Dans sa première communication à la Société royale, en date du 18 juin 1801, Davy, entre autres faits nouveaux, avait montré qu’on pouvait construire une pile avec un seul métal placé entre deux liquides différents, pourvu toutefois que l’oxydation n’eût lieu que sur une seule surface de ce métal. À la séance suivante, Wollaston présenta un travail très-important sur lequel nous aurons à revenir, et qui tendait à prouver que l’oxydation du métal était la cause première des phénomènes voltaïques.

Wollaston confirma, du reste, les rapprochements établis par Volta entre l’électricité statique et l’électricité dynamique. Il réussit à reproduire en petit, par l’électricité ordinaire, les effets chimiques de l’électricité voltaïque, tels que la décomposition de l’eau et de certains oxydes. Il fit voir qu’il suffisait pour cela de diminuer excessivement les dimensions du fil plongé dans le liquide, de manière à concentrer en un seul point l’action trop peu prolongée de la machine électrique ordinaire[1].

Wollaston alla même jusqu’à rapporter à un fait chimique, c’est-à-dire à l’oxydation, la production de l’électricité dans les machines électriques ordinaires. Appelant l’attention sur l’enduit métallique, dont on a reconnu la nécessité pour les frottoirs, il annonçait que ces machines d’électricité ne se chargent pas dans le gaz hydrogène, ni dans les divers gaz qui n’exercent sur l’enduit des coussins aucune action chimique.

Ainsi, dès les premiers temps où la pile fut soumise à l’expérience, dès que les chimistes furent à même d’en observer les effets, la théorie de Volta soulevait des objections ou de graves répugnances. À peine née et précisée, cette théorie était déjà attaquée, soit dans sa base même, soit dans ses détails. Les mêmes difficultés que Davy et Wollaston élevaient en Angleterre contre le principe de la force électro-motrice étaient exposées en France par Gautherot, et en Russie par Parrott.

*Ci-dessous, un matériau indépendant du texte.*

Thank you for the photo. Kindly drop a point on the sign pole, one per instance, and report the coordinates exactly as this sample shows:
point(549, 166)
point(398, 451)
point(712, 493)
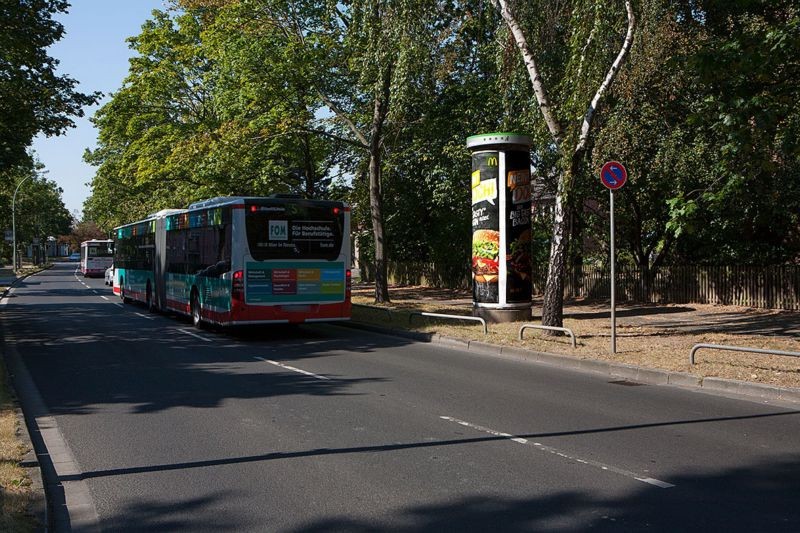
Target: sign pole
point(613, 175)
point(613, 279)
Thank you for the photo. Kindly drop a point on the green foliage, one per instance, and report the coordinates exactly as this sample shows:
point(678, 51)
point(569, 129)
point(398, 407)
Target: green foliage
point(261, 96)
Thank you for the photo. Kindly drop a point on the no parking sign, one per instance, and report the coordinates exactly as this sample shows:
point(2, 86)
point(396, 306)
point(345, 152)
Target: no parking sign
point(613, 175)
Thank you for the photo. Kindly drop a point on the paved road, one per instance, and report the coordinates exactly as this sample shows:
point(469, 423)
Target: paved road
point(328, 428)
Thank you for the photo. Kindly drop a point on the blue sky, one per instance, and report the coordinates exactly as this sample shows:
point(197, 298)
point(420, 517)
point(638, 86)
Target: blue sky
point(94, 52)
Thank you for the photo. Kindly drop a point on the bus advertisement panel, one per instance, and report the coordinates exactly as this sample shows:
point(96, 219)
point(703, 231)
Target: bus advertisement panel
point(237, 260)
point(96, 257)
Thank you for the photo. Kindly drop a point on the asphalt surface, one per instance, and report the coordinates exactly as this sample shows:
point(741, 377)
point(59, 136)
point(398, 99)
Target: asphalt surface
point(328, 428)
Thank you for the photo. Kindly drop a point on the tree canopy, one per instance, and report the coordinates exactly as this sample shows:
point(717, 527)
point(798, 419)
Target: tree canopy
point(372, 100)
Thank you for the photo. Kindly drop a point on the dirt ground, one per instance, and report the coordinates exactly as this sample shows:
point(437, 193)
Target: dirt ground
point(648, 335)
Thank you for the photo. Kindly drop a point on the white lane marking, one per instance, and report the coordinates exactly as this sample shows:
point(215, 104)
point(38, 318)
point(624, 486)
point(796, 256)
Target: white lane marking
point(555, 451)
point(293, 369)
point(193, 334)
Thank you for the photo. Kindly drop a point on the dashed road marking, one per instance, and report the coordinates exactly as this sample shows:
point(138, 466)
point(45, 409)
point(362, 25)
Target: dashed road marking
point(293, 369)
point(555, 451)
point(193, 334)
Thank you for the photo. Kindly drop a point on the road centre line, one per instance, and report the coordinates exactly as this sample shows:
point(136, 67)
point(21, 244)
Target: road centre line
point(293, 369)
point(193, 334)
point(555, 451)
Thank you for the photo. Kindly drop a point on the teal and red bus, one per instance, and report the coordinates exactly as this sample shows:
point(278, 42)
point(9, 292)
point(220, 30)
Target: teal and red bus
point(240, 260)
point(96, 256)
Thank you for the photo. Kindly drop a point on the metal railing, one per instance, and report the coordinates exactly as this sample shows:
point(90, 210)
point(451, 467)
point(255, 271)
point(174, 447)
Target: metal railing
point(549, 328)
point(738, 349)
point(375, 308)
point(452, 317)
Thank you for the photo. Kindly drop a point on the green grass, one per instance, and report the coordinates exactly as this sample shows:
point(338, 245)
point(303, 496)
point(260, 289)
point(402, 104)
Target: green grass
point(16, 493)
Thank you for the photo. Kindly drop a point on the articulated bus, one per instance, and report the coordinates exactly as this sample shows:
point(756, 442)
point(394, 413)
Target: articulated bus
point(96, 257)
point(240, 260)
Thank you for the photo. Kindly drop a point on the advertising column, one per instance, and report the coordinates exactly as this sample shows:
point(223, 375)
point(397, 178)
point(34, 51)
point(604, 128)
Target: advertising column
point(501, 226)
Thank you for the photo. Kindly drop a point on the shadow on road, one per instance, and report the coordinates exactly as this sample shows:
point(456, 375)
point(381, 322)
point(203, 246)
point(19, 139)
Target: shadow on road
point(82, 352)
point(750, 498)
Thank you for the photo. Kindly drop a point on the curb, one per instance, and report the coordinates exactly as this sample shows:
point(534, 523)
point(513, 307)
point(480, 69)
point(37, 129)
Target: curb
point(649, 376)
point(30, 462)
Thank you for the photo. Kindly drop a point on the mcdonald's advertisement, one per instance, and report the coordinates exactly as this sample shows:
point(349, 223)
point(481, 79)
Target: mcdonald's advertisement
point(518, 227)
point(485, 227)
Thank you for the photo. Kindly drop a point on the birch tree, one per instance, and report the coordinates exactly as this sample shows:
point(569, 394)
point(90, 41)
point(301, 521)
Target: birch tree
point(570, 137)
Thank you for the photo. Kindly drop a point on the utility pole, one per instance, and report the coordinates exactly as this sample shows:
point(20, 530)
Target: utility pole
point(14, 220)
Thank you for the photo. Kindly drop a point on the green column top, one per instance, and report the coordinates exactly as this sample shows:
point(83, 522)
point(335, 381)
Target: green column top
point(498, 138)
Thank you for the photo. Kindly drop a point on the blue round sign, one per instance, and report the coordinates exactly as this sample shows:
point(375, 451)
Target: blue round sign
point(613, 175)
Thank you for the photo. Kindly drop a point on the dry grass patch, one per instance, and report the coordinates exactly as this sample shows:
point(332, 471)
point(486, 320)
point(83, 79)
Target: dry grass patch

Volta sentit le besoin de se porter à la défense de sa théorie menacée. Pour faire connaître exactement à l’Europe savante sa découverte et ses idées, il prit la résolution de se rendre à Paris, qui était alors le foyer brillant et privilégié d’où rayonnaient sur le monde entier les vérités nouvelles acquises à la science.


  1. Wollaston décomposa l’eau en la soumettant dans un tube, à l’action de deux fils métalliques d’un centième de pouce de diamètre, espacés entre eux d’un huitième de pouce, et pouvant être mis au dehors en communication avec les deux garnitures d’une petite bouteille de Leyde. À chaque décharge de la bouteille, quand l’étincelle jaillissait entre ces fils, l’oxygène et l’hydrogène de l’eau étaient mis en liberté et se dégageaient à l’état de gaz.